Japp was marvellous, directing a number of officers this way and that with rapid efficiency, even as we spoke together. I gave a sad little smile as I remembered my friend’s scoffing at a detective who runs to and fro, rather than sitting still and employing the power of the mind.

‘Hastings,’ said Japp, pulling me out of my distraction, ‘I’d like to get Inspector Sims in on this.’ Sims was a longstanding acquaintance of Poirot’s, one who (I recalled with some comfort) was inclined to respect my friend’s methods and talents. Japp reached for the phone and barked some orders into it. Hanging up again, he said, ‘Right.
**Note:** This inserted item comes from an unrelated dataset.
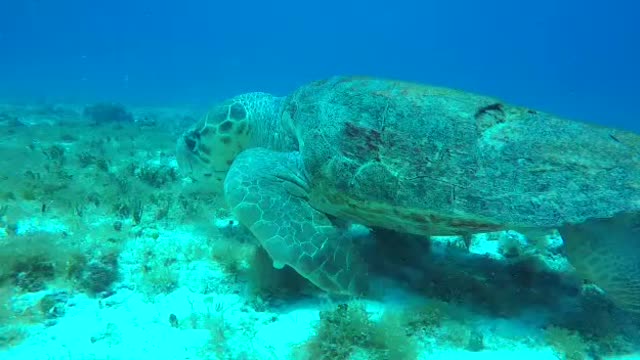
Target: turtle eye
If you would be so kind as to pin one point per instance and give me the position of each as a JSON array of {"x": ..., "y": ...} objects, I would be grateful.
[{"x": 190, "y": 142}]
We’ll follow up on what we have so far and meet back here next Monday, unless any major developments have gone down before then.’


Japp had sent me home, rather insistently, when I showed no signs of leaving the police alone. Seeing my chagrin, he added with real sympathy: ‘You’ll do right by the little man by getting home and resting up a bit. Anyway, the Syndicate may try to contact you again, and we need you to be in touch.’

This was too much common sense for me to ignore, so sadly I made my way back to the flat I shared with my friend. It was very quiet, and no message awaited me. Knowing that sleep would be impossible, I sank into an armchair and pulled out Poirot’s letter again. It had taken up residence in my pocket, having been copied by the police, analysed, and returned.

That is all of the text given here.